Die Geschäftsaktivitäten in der US-Industrie haben sich im Oktober unerwartet kräftig abgeschwächt. Dies signalisiert der ISM-Einkaufsmanagerindex, der von 59,8 Punkten im Vormonat auf 57,7 Punkte sank, wie das Institute for Supply Management (ISM) mitteilte. Die Unterindikatoren zu den Aufträgen, der Beschäftigung und zur Produktion gaben jeweils deutlich nach. Lediglich die Preiskomponente legte stark zu. Mit dem Oktober-Stand verbleibt der Frühindikator aber weiterhin auf einem hohen Niveau. Im August hatte der Wert mit 61,3 Punkten den höchste Stand seit 2004 erreicht.
Die Bauausgaben in den USA lagen im September auf dem Niveau des Vormonats, teilte das US-Handelsministerium mit. Analysten hatten dies erwartet. Allerdings wurde der Anstieg im August von 0,1 Prozent auf 0,8 Prozent nach oben revidiert.
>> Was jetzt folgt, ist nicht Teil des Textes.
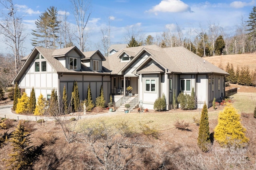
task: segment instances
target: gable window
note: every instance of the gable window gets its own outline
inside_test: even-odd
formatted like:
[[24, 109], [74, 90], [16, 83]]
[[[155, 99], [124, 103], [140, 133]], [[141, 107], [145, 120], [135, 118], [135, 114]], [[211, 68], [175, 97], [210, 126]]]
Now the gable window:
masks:
[[77, 59], [70, 58], [69, 59], [69, 69], [71, 70], [77, 69]]
[[146, 79], [145, 89], [146, 91], [155, 91], [156, 80], [148, 79]]
[[184, 79], [180, 80], [180, 89], [182, 91], [191, 91], [191, 80]]
[[93, 60], [93, 71], [100, 71], [100, 61], [97, 60]]
[[39, 72], [40, 71], [40, 62], [35, 62], [35, 71]]

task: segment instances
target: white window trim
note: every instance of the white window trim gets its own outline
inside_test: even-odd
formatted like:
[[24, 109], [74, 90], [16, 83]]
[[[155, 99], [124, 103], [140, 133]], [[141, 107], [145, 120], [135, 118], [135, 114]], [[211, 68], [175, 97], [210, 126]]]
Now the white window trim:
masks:
[[[149, 91], [147, 91], [146, 90], [146, 81], [147, 80], [149, 80], [149, 82], [150, 82], [150, 84], [149, 84]], [[151, 81], [152, 80], [154, 80], [155, 81], [155, 91], [151, 91]], [[144, 85], [144, 87], [145, 87], [145, 90], [144, 90], [144, 92], [145, 93], [156, 93], [156, 85], [157, 84], [157, 81], [156, 81], [156, 79], [144, 79], [144, 82], [145, 82], [145, 85]]]
[[[95, 67], [96, 68], [94, 68], [94, 61], [96, 63]], [[98, 65], [98, 69], [97, 69], [97, 65]], [[100, 71], [100, 61], [99, 60], [92, 60], [92, 69], [93, 69], [93, 71]]]
[[[184, 80], [184, 91], [182, 91], [182, 88], [181, 88], [181, 81], [182, 80]], [[186, 86], [187, 86], [187, 83], [186, 83], [186, 81], [187, 80], [190, 80], [190, 90], [189, 91], [187, 91], [187, 90], [186, 90], [187, 88], [186, 88]], [[189, 92], [189, 91], [192, 91], [192, 79], [181, 79], [180, 80], [180, 90], [182, 91], [185, 91], [185, 92]]]

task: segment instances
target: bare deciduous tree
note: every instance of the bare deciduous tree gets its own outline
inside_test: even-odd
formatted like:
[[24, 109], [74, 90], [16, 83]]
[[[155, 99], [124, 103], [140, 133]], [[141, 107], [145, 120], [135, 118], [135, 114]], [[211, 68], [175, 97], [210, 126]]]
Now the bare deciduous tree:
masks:
[[92, 11], [90, 2], [88, 0], [71, 0], [73, 4], [73, 13], [75, 16], [78, 35], [75, 34], [82, 52], [85, 50], [85, 43], [88, 37], [86, 27]]
[[22, 17], [17, 15], [17, 10], [12, 0], [1, 1], [0, 4], [8, 11], [7, 13], [2, 14], [5, 19], [0, 22], [0, 34], [4, 36], [2, 41], [10, 47], [13, 52], [15, 73], [17, 74], [21, 66], [22, 44], [26, 37], [24, 34], [25, 28], [22, 23]]

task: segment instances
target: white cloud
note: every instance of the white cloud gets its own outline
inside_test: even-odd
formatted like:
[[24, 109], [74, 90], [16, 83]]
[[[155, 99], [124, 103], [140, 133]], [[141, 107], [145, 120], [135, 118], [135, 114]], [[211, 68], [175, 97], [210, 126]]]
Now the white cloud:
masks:
[[110, 20], [115, 20], [115, 19], [116, 19], [116, 18], [115, 18], [114, 16], [110, 16], [109, 17], [109, 19]]
[[91, 20], [90, 20], [90, 21], [89, 21], [89, 22], [92, 23], [92, 24], [94, 24], [94, 23], [96, 23], [100, 20], [100, 18], [92, 18]]
[[159, 4], [147, 12], [154, 12], [156, 15], [157, 15], [157, 12], [192, 12], [190, 7], [180, 0], [162, 0]]
[[230, 6], [235, 8], [241, 8], [246, 6], [250, 6], [254, 5], [255, 1], [252, 1], [249, 3], [242, 2], [242, 1], [234, 1], [230, 4]]
[[66, 14], [66, 15], [67, 16], [69, 16], [69, 15], [70, 14], [70, 13], [69, 13], [69, 12], [67, 12], [66, 11], [58, 11], [58, 15], [65, 15]]

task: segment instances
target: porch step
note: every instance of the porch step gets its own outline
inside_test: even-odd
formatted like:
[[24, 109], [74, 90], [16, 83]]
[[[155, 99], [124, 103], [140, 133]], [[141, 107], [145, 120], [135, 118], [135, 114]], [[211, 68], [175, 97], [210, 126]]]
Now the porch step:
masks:
[[[125, 105], [126, 104], [130, 103], [130, 102], [131, 102], [131, 101], [132, 101], [132, 100], [133, 100], [136, 97], [136, 96], [137, 95], [134, 96], [132, 96], [130, 98], [129, 98], [129, 99], [127, 100], [124, 103], [124, 104], [123, 104], [122, 105], [120, 106], [120, 107], [116, 109], [116, 111], [119, 111], [120, 112], [124, 112], [127, 109], [126, 108], [124, 107]], [[128, 109], [129, 110], [131, 109], [132, 109], [134, 108], [136, 108], [136, 106], [138, 107], [138, 105], [135, 105], [135, 106], [134, 106], [132, 108], [130, 108]]]

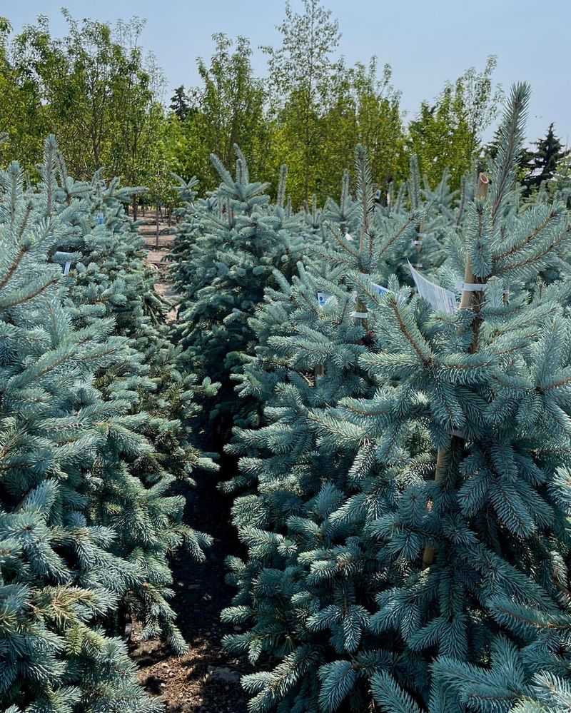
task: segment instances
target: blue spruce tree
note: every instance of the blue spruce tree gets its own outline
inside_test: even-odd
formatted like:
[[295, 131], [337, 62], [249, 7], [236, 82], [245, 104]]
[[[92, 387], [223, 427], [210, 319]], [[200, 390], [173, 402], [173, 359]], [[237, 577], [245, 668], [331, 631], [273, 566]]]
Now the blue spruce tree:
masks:
[[[235, 505], [248, 557], [231, 562], [239, 593], [225, 613], [253, 622], [227, 639], [232, 650], [281, 659], [244, 679], [256, 713], [565, 709], [571, 323], [556, 290], [533, 286], [571, 238], [564, 203], [518, 201], [527, 96], [514, 89], [490, 181], [443, 226], [435, 275], [460, 281], [458, 309], [395, 278], [379, 290], [390, 264], [363, 269], [360, 256], [340, 278], [356, 287], [364, 348], [326, 352], [312, 384], [325, 340], [304, 313], [267, 339], [265, 363], [289, 372], [261, 390], [275, 423], [233, 447], [244, 454], [236, 486], [256, 490]], [[341, 254], [383, 245], [375, 213], [361, 212], [358, 249]], [[325, 319], [343, 308], [330, 291]], [[281, 308], [268, 295], [267, 313]], [[338, 315], [335, 326], [339, 336]], [[355, 357], [360, 393], [324, 403], [330, 375]]]
[[[17, 163], [0, 187], [0, 707], [155, 713], [113, 631], [146, 572], [125, 556], [118, 498], [101, 494], [111, 444], [148, 447], [121, 395], [106, 401], [93, 385], [95, 371], [123, 359], [125, 340], [106, 320], [73, 328], [62, 306], [61, 269], [48, 258], [74, 206], [51, 213]], [[165, 606], [156, 611], [171, 622]]]
[[283, 204], [285, 188], [278, 203], [271, 203], [267, 184], [250, 181], [246, 160], [236, 151], [233, 178], [212, 156], [222, 182], [207, 198], [196, 200], [196, 181], [182, 181], [187, 209], [173, 252], [175, 284], [182, 295], [176, 334], [188, 368], [221, 383], [210, 414], [218, 443], [232, 418], [257, 420], [246, 402], [238, 408], [233, 376], [241, 369], [243, 355], [252, 353], [248, 318], [261, 303], [264, 288], [274, 283], [273, 270], [293, 274], [303, 246], [302, 225]]

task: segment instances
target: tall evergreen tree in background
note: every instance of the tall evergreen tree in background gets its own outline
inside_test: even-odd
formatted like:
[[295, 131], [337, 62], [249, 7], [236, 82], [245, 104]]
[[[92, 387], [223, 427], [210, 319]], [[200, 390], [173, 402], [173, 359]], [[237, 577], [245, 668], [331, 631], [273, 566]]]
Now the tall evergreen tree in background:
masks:
[[184, 121], [191, 111], [191, 103], [184, 86], [178, 86], [171, 97], [171, 111], [181, 121]]
[[545, 136], [535, 141], [534, 146], [535, 151], [530, 155], [530, 173], [524, 179], [527, 191], [552, 181], [557, 165], [569, 154], [569, 151], [555, 136], [552, 123], [549, 125]]

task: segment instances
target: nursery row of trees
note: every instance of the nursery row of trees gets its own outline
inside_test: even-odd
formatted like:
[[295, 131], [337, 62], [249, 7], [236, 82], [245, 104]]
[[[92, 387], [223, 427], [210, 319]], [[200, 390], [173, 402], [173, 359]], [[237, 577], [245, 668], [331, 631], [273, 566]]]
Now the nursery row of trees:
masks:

In den USA ist die Zahl der wöchentlichen Erstanträge auf Arbeitslosenhilfe nach Angaben des US-Arbeitsministeriums in der Vorwoche um 2.000 auf 214.000 zurückgegangen. Volkswirte hatten mit 213.000 Anträgen gerechnet.
Die Produktivität der US-Wirtschaft (ex Agrar) legte im dritten Quartal stärker als erwartet um 2,2 Prozent zum Vorquartal zu, teilte das US-Arbeitsministerium laut einer ersten Schätzung mit. Volkswirte hatten nur mit einem Zuwachs von 2,1 Prozent gerechnet. Im zweiten Quartal war die Produktivität noch um revidierte 3,0 Prozent gestiegen. Die Lohnstückkosten stiegen im dritten Quartal erwartungsgemäß um 1,2 Prozent. Im Vorquartal waren die Lohnstückkosten noch um 1,0 Prozent gesunken.
Laut Challenger-Report kam es in den USA im Oktober zu 75.600 Stellenstreichungen, nach 55.300 im Vormonat.